Ora, o tempo de vida é produzido por ninguém menos que os próprios
trabalhadores, já que toda riqueza é produzida por eles. Além de eles
produzirem indiretamente o tempo de vida, o mesmo é usado, tanto como moeda,
como bem de consumo. Diferentemente do escambo, em que se trocam bens
diferentes ou iguais em busca de um “valor padrão”, para que nenhum dos envolvidos
saia perdendo, no filme, o tempo de vida não é só tomado como bem de consumo de
troca, mas também como moeda, prova disso são os empréstimos bancários. É a
própria mercantilização da vida.
2- O classicismo é evidente. A separação de classes econômicas por
zonas é mais clara que uma lâmpada acesa. Se pensarmos bem, não é diferente do
nosso mundo. Em qualquer cidade do Brasil e do mundo, pode-se ver uma distinção
entre “bairros nobres” e o resto.
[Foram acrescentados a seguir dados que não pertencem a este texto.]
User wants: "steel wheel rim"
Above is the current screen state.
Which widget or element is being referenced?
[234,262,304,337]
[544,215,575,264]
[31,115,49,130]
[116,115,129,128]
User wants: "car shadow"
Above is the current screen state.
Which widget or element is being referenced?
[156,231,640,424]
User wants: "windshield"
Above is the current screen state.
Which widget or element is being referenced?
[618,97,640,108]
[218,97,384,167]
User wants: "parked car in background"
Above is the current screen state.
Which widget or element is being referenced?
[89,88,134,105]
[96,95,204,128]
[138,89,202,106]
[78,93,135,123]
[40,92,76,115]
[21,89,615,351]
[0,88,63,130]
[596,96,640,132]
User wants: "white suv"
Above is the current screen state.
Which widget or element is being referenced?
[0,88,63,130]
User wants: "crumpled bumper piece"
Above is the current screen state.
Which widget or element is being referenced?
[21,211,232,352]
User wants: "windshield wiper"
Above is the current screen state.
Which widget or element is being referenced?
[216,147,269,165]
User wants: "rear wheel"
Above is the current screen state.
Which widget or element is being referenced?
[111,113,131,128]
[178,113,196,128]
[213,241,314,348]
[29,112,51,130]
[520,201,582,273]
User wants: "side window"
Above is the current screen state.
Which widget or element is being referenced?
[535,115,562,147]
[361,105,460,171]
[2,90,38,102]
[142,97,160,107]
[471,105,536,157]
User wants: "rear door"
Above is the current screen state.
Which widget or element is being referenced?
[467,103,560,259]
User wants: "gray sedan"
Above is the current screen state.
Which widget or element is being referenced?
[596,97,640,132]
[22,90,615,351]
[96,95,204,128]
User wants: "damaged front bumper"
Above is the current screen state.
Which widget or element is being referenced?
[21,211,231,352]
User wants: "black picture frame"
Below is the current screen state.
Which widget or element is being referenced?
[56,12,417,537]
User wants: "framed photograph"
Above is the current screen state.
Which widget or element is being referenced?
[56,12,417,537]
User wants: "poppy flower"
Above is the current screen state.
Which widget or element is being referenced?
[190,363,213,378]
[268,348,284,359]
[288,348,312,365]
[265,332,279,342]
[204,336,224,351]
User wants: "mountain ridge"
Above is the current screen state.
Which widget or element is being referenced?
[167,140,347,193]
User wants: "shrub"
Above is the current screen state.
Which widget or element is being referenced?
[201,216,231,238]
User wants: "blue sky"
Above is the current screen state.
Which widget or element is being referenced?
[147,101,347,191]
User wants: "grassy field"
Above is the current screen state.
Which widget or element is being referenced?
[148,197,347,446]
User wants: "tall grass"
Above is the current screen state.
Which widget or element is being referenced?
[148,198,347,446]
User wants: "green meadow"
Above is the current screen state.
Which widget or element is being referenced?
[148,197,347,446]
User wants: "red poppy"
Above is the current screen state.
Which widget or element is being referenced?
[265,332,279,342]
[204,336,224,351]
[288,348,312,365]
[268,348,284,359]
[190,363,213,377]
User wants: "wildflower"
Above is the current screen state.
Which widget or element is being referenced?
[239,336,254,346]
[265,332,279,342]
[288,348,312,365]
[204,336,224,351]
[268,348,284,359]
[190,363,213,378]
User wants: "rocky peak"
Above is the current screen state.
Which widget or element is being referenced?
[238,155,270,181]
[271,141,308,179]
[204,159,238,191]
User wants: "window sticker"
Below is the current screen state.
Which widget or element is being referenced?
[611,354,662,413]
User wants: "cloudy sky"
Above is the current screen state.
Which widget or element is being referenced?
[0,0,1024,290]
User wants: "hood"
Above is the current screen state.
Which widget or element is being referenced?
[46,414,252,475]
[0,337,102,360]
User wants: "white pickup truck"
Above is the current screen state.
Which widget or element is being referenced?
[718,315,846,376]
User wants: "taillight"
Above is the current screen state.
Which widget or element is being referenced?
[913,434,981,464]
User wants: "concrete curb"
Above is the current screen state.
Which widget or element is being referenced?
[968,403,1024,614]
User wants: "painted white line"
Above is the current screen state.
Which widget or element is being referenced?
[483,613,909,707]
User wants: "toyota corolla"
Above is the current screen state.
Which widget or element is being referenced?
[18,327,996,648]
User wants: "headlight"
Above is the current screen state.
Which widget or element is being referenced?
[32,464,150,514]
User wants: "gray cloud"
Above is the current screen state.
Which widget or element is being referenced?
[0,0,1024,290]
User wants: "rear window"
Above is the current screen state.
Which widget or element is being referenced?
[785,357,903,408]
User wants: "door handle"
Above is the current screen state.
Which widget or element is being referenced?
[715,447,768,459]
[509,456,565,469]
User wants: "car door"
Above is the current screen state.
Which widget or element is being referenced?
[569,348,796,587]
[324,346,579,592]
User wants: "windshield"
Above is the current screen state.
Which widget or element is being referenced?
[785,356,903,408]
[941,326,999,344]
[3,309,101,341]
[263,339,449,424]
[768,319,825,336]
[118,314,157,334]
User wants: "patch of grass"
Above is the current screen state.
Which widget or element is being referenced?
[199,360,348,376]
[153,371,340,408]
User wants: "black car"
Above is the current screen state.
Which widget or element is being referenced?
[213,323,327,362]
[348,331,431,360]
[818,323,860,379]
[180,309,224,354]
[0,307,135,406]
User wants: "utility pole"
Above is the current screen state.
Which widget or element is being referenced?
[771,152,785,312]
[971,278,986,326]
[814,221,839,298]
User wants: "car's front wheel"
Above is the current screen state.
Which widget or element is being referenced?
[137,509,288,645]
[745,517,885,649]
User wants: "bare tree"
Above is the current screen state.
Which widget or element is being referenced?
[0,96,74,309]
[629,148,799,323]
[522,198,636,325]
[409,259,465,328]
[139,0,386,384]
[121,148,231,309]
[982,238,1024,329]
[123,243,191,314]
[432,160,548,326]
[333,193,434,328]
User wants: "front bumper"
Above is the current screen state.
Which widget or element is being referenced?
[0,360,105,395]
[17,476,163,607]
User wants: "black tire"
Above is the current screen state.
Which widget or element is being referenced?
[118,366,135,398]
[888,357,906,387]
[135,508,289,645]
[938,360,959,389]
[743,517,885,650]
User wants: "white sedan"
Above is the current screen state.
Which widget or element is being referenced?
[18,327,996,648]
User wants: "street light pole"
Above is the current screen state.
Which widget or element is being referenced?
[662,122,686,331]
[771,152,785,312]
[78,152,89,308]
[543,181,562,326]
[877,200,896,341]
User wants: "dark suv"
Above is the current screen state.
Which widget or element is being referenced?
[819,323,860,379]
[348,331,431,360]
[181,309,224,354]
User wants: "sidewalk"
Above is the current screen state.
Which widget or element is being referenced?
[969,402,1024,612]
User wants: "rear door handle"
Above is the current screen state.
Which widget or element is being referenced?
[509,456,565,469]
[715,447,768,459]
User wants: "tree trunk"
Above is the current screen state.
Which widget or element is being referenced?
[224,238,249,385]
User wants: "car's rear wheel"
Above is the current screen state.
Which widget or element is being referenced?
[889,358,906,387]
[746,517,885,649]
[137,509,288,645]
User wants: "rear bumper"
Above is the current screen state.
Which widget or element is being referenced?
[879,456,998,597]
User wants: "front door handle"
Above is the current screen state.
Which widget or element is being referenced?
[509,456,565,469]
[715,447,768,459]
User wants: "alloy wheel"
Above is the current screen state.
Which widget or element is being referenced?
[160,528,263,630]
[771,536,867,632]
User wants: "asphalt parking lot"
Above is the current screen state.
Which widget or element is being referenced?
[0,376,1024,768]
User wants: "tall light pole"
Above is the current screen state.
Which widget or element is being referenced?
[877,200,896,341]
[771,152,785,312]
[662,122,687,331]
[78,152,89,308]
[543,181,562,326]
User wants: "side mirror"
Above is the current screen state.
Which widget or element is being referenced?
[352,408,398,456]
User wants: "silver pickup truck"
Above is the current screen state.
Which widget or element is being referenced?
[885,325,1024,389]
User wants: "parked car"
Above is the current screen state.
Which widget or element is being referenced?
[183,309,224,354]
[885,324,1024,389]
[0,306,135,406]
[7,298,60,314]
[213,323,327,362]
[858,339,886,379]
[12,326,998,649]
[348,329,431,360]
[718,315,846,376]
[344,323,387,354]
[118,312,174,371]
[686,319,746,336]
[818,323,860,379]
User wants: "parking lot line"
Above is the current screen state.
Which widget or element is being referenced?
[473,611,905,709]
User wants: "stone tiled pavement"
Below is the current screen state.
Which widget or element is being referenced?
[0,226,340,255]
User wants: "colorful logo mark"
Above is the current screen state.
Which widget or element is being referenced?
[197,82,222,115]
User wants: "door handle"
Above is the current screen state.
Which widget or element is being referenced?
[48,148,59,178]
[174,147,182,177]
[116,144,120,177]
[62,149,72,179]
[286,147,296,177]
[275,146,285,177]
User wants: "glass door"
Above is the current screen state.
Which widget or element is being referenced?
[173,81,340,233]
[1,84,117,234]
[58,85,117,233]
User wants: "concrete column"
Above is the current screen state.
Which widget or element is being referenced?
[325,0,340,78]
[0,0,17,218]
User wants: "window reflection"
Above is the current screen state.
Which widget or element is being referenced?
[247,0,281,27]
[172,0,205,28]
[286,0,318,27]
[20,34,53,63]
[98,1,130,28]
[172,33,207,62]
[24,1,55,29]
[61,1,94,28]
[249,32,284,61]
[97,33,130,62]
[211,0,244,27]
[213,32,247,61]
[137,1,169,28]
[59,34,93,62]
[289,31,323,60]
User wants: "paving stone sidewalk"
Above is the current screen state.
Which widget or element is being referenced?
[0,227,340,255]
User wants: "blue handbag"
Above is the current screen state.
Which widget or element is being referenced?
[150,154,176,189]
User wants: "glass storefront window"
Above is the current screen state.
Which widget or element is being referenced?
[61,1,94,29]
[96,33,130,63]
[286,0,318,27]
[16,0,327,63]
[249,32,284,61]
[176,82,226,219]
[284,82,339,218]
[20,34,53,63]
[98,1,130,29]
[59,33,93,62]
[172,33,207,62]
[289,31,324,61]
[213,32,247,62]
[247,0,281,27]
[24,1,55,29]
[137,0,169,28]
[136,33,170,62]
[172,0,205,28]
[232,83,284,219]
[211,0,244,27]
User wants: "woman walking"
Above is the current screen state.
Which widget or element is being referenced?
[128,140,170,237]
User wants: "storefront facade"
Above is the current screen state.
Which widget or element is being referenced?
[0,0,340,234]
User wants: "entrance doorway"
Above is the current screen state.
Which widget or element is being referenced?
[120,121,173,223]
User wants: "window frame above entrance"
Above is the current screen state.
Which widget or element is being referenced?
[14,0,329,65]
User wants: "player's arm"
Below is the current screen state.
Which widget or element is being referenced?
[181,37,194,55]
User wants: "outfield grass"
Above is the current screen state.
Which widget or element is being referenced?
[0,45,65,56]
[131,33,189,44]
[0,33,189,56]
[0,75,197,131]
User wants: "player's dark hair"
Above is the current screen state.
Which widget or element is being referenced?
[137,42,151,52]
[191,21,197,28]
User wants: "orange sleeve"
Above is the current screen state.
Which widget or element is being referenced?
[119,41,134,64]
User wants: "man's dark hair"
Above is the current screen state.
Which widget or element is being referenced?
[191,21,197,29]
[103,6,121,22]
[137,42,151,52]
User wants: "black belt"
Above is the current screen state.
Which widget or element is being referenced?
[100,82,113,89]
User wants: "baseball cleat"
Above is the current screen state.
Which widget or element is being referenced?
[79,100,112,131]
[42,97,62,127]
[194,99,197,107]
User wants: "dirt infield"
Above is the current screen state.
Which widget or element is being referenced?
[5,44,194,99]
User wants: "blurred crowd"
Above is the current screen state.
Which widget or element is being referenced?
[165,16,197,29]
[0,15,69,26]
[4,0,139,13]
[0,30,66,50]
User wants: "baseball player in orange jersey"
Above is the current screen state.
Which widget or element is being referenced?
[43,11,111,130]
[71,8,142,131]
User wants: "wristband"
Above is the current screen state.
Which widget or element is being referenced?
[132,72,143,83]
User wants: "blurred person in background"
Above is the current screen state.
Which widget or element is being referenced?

No Rio de Janeiro, por exemplo, a zona sul (o
nome realmente é zona sul, não é apenas trocadilho) possui os bairros nobres, a
zona norte possui os intermediários, o subúrbio possui os bairros pobres e as
favelas compõem os extremamente pobres. A única diferença entre a nossa
realidade e o filme é que não se precisa pagar pedágio para passar entre essas
zonas... Ainda. Seja lá quem for que tenha orquestrado isso na realidade do
filme, aproveitou-se bem da desigualdade e do tipo de moeda da sociedade, pois
uma pessoa pobre não vai nem pensar em abdicar de semanas ou meses de seu tempo
de vida (se o tiver) para ir para uma zona mais rica.
3- O funcionamento desse “capitalismo darwiniano” também é enfático
em suas consequências. O sistema se baseia no lucro de alguns em detrimento de
outros, nada de novo. E as consequências disso também não são novas, afinal, um
sistema que se baseia na desigualdade gera mais desigualdade. Por que a
sociedade do filme já não ruíra há muito tempo, então?
Bem, fica claro durante o decorrer da estória, quando Will e
Sylvia passam a roubar os bancos e distribuir o tempo, que muita quantidade de tempo
distribuído nas zonas pobres fariam o trabalhador parar de trabalhar. Então, o
método encontrado pelos banqueiros e investidores era aumentar o juro do
empréstimo e diminuir a facilidade de crédito do tempo de vida. E isso é uma
coisa que as pessoas pobres precisam muito (tanto no nosso mundo quanto no
universo do filme). Esta estratégia sinaliza que a moral e necessidade
intrínsecas do sistema são perpetuar a desigualdade socioeconômica, mas não a
ponto de quebrar o sistema, apenas para impedir a “mobilidade social” (que é a
capacidade de se mover entre classes sociais), ou seja, manter pobre quem é
pobre e manter rico quem é rico. O pobre vive até ter capacidade de ter filhos
e, assim, manter a quantidade necessária de mão-de-obra.
Nisso, seguindo a teoria de valor marxiana, ocorre a mais-valia. O
patrão, os banqueiros e empresários dão ao funcionário apenas o suficiente para
seu acúmulo social, ou seja, dão o suficiente para viver mal e “porcamente”,
para poder contribuir com um filho para o modo de produção capitalista.
Enquanto isso, tomam para si a maior parte do lucro, ganho pelo trabalho dos
empregados. Hum... Nem nos faz lembrar nada, não?
4- O filme, pelo menos, acaba com uma crise ocorrendo devido aos
assaltos aos bancos da família Weis e à redistribuição de tempo feita por Will
e Sylvia. Sugere-se a ideia de que vai ficar pior, pois, na última cena, a
dupla de assaltantes vai roubar um banco muito maior que todos os outros
assaltados antes.
5- Apesar de tudo, uma das coisas que mais me chamou a atenção no
filme foi que em nenhum momento eles dão a entender que há um Estado. Na
verdade, a falta de direitos trabalhistas, a liberdade dos patrões aumentarem a
cota de produção diária e a total falta de controle sobre o aumento do juro do
empréstimo sugere que não havia Estado nenhum, ou, se existia, tinha uma
participação nula na economia. A única coisa que remete à existência de um
Estado no filme é a Guarda do Tempo, mas não se sabe se é o braço armado do
governo ou uma empresa de segurança privada, já que essa Guarda só existe para
perpetuar o funcionamento do sistema e os interesses da elite. Em nenhum
momento, a Guarda do Tempo sequer deu premissas de ir atrás dos mafiosos da
zona pobre de quem Will salvou Henry no início do filme.
Novamente, nada que não tenha relação com a nossa realidade.